I nodded. I said, “I wonder why he did it.”
“Because he was out of his fucking mind, that’s why he did it. He ran up and down the street covered with her blood, screaming his head off and waving his cock at the world. Ask him why he did it and he wouldn’t know himself.”
“What a world.”
“Jesus, don’t let me get started on that. This neighborhood gets worse and worse. Don’t get me started.” He gave me a nod, and we walked together out of his office and out through the squad room.
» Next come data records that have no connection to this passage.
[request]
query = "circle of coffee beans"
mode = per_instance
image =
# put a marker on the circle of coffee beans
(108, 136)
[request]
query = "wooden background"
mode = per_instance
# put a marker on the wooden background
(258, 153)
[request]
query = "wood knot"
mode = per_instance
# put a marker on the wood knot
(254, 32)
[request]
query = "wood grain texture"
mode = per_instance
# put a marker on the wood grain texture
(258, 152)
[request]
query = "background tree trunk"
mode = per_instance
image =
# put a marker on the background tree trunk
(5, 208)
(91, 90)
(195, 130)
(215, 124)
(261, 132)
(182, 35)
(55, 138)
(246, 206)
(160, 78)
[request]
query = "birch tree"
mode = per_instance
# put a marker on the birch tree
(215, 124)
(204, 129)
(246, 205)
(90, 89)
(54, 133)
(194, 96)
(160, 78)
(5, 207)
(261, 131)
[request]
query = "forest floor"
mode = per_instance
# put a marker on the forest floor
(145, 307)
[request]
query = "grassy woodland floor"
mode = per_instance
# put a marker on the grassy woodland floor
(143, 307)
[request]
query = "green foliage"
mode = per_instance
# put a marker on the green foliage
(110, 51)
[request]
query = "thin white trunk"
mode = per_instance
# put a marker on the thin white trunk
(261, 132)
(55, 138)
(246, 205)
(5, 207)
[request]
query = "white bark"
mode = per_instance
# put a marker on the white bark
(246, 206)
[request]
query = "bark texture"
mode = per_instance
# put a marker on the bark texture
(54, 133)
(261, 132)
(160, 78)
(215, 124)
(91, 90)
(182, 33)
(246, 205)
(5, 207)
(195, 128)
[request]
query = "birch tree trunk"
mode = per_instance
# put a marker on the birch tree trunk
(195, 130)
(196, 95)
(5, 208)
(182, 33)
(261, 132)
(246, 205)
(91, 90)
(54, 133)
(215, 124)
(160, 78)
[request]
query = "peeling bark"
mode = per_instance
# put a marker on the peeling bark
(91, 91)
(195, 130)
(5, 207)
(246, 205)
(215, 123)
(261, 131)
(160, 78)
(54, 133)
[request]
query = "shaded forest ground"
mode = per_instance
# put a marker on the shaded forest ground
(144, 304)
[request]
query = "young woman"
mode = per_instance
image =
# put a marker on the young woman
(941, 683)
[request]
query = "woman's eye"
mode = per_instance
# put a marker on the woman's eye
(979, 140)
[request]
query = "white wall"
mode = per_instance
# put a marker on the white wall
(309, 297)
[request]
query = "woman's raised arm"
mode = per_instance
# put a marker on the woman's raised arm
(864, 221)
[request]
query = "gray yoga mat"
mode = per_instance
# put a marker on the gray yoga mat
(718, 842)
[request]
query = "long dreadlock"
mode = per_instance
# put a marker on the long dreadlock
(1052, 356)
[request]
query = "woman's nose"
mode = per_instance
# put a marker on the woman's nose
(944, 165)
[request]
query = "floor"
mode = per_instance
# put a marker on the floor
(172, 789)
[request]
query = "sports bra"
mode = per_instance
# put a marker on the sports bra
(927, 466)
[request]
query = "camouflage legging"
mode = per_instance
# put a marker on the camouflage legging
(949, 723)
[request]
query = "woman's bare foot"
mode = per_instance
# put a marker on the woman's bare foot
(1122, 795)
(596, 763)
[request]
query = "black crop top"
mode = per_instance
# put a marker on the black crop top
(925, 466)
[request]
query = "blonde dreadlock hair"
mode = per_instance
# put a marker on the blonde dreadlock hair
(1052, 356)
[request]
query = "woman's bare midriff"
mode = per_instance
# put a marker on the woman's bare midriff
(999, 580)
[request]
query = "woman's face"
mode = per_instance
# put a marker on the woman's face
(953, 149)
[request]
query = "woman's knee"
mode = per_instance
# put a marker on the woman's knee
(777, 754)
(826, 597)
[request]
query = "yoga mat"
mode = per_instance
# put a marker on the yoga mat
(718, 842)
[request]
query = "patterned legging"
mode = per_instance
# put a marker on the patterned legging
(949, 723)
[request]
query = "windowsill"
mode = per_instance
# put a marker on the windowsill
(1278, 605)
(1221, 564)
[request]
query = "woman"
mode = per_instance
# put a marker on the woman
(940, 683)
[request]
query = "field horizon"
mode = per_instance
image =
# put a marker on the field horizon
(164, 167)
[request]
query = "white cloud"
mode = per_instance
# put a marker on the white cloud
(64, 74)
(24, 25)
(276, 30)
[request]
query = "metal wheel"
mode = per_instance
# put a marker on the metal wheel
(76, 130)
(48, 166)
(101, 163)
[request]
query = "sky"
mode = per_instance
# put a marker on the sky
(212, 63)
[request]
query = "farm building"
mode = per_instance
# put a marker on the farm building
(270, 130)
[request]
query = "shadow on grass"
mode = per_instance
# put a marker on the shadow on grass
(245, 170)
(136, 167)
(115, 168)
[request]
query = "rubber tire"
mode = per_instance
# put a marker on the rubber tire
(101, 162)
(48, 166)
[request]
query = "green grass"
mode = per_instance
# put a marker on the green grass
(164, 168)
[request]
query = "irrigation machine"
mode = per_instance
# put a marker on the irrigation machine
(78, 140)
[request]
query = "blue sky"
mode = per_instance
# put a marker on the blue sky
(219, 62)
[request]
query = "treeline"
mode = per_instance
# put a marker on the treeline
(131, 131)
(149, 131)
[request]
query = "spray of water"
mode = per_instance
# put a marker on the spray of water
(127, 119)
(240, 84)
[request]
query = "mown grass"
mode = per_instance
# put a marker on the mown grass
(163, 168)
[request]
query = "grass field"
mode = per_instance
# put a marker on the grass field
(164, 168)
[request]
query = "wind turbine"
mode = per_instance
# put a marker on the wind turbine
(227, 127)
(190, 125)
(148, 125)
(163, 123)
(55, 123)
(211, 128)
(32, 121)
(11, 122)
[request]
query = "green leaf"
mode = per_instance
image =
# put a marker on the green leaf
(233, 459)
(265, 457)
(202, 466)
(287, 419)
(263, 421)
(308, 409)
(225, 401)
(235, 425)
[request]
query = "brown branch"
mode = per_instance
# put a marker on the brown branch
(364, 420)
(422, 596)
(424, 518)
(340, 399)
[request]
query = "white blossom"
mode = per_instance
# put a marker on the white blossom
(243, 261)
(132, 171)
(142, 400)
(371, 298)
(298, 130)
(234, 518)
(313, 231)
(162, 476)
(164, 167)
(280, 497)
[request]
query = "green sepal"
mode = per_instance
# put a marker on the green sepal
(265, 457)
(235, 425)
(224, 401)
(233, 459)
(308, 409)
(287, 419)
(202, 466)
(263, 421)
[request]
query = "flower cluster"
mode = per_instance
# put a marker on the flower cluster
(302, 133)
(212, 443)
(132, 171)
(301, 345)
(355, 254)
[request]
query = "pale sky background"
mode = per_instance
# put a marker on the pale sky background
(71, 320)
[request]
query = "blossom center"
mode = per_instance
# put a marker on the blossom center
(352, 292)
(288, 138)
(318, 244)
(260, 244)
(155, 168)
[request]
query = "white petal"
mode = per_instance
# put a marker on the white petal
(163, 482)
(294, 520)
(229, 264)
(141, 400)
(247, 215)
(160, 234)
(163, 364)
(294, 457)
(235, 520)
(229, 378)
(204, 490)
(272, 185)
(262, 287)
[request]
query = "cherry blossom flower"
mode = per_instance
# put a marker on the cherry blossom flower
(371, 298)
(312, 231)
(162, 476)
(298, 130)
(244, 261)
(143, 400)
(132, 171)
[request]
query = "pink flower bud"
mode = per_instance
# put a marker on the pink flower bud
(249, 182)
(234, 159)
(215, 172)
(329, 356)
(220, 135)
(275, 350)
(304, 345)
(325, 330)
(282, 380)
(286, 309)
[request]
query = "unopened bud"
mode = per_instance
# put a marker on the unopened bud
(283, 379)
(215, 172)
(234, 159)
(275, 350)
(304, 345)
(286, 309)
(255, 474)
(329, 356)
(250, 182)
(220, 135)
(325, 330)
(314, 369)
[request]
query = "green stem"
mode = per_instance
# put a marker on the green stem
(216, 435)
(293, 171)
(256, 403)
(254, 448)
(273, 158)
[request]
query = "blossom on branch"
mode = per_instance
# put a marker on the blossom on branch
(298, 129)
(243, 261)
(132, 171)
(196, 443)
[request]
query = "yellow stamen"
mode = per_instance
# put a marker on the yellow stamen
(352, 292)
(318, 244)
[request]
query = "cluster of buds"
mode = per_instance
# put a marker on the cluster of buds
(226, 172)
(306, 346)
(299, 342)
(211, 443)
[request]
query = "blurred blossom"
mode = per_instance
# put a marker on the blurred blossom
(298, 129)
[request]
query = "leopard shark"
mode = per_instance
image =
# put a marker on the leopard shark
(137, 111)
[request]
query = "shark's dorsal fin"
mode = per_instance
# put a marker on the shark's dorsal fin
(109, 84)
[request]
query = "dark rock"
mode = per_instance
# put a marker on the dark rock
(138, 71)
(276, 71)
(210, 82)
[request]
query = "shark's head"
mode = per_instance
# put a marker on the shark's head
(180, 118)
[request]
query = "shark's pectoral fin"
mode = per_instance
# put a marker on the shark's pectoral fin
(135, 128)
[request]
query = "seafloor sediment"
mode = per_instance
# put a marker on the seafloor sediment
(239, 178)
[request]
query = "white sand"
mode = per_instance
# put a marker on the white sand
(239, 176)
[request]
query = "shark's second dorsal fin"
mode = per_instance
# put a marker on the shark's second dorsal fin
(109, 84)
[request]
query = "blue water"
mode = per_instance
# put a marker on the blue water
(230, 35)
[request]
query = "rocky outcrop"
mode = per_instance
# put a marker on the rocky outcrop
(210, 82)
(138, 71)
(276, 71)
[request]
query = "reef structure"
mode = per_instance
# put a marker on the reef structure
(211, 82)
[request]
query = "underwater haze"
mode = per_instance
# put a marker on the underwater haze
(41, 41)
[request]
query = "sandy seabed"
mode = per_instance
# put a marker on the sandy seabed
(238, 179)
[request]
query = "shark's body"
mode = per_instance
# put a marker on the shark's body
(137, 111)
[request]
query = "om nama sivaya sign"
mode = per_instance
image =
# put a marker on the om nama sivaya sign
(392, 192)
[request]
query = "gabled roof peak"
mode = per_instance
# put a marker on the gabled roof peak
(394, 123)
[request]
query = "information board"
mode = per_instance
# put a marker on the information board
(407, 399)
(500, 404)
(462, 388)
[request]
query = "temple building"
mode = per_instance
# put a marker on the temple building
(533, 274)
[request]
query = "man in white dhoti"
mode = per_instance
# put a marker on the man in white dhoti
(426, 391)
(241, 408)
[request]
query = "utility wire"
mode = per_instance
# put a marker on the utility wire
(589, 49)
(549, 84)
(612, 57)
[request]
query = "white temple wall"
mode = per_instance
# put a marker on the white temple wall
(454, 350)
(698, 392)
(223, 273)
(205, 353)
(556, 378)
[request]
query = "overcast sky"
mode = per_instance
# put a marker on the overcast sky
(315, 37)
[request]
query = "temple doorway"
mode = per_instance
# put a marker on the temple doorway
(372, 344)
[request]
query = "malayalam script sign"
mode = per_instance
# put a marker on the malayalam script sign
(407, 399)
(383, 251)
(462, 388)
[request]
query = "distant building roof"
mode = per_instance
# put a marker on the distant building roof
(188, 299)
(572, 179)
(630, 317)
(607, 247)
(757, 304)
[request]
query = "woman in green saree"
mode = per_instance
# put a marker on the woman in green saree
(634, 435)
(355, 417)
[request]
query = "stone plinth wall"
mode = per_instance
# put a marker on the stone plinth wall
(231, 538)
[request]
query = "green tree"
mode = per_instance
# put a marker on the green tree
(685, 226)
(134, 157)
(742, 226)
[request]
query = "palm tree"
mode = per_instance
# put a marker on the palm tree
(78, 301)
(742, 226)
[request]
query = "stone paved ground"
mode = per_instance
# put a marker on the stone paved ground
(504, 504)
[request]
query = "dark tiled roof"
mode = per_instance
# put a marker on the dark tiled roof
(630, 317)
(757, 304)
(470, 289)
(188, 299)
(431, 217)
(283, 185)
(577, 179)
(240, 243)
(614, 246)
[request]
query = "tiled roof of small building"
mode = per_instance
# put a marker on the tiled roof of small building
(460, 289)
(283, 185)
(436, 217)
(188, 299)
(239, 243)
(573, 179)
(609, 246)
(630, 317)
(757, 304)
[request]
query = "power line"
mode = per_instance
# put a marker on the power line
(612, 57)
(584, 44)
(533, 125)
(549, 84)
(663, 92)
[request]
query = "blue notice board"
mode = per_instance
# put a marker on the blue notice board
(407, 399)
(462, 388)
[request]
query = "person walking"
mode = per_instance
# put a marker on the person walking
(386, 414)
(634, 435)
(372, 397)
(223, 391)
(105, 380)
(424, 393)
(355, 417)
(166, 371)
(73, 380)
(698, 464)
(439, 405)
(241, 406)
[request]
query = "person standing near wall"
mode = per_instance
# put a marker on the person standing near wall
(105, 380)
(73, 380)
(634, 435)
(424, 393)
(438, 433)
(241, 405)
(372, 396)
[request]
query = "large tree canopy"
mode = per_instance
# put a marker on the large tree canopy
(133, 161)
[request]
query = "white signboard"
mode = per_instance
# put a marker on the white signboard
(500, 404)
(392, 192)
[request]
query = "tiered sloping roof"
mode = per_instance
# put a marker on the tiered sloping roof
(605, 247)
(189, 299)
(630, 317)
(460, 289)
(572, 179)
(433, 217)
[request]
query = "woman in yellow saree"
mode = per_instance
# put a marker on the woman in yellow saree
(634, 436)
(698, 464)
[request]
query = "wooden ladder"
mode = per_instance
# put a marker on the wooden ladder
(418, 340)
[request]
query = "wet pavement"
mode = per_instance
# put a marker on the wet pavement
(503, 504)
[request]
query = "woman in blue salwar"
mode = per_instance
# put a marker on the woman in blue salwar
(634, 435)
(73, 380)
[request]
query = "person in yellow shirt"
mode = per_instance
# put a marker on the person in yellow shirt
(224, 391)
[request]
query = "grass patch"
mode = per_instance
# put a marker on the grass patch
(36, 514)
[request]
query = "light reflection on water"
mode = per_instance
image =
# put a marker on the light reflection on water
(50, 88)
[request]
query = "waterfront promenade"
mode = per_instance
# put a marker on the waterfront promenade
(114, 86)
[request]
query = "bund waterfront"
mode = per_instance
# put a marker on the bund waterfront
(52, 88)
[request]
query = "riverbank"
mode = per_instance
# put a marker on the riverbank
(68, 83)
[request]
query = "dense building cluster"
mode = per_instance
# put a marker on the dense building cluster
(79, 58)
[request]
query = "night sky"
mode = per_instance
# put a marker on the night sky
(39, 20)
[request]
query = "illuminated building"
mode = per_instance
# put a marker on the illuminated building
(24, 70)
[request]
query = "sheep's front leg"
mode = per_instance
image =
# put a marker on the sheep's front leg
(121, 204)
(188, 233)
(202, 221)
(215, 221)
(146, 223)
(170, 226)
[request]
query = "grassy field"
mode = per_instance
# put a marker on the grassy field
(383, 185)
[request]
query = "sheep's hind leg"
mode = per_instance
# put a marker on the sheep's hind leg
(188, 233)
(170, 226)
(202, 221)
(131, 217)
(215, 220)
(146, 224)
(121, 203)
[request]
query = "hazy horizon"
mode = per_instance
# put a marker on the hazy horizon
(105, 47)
Men in plainclothes and men in uniforms sat at typewriters, laboriously pounding out stories about presumed miscreants and alleged perpetrators. A woman was making a report in Spanish to a uniformed officer, pausing intermittently to weep. I wondered what she had done or what had been done to her.
I didn’t see anybody in the squad room that I recognized.
Koehler said, “You hear about Barney Segal? They made it permanent. He’s head of the Seventeenth.”
“Well, he’s a good man.”
“One of the best. How long you been off the force, Matt?”
“Couple of years, I guess.”
“Yeah. How’re Anita and the boys? Doing okay?”
“They’re fine.”
“You keep in touch, then.”
“From time to time.”
As we neared the front desk he stopped, cleared his throat. “You ever think about putting the badge back on, Matt?”
“No way, Eddie.”
“That’s a goddam shame, you know that?”
“You do what you have to do.”
“Yeah.” He drew himself up and got back to business. “I set it with Pankow so he’ll be looking for you around nine tonight. He’ll be at a bar called Johnny Joyce’s. It’s on Second Avenue, I forget the cross street.”
“I know the place.”
“They know him there, so just ask the bartender to point him out to you. He’s on his own time tonight, so I told him you’d make it worth his while.”
And told him to make sure a piece of it came back to the lieutenant, no doubt.
“Matt?” I turned. “What the hell are you gonna ask him, anyway?”
“I want to know what obscene language Vanderpoel was using.”
“Seriously?” I nodded. “I think you’re as crazy as Vanderpoel,” he told me. “For the price of a hat you can hear all the dirty words in the world.”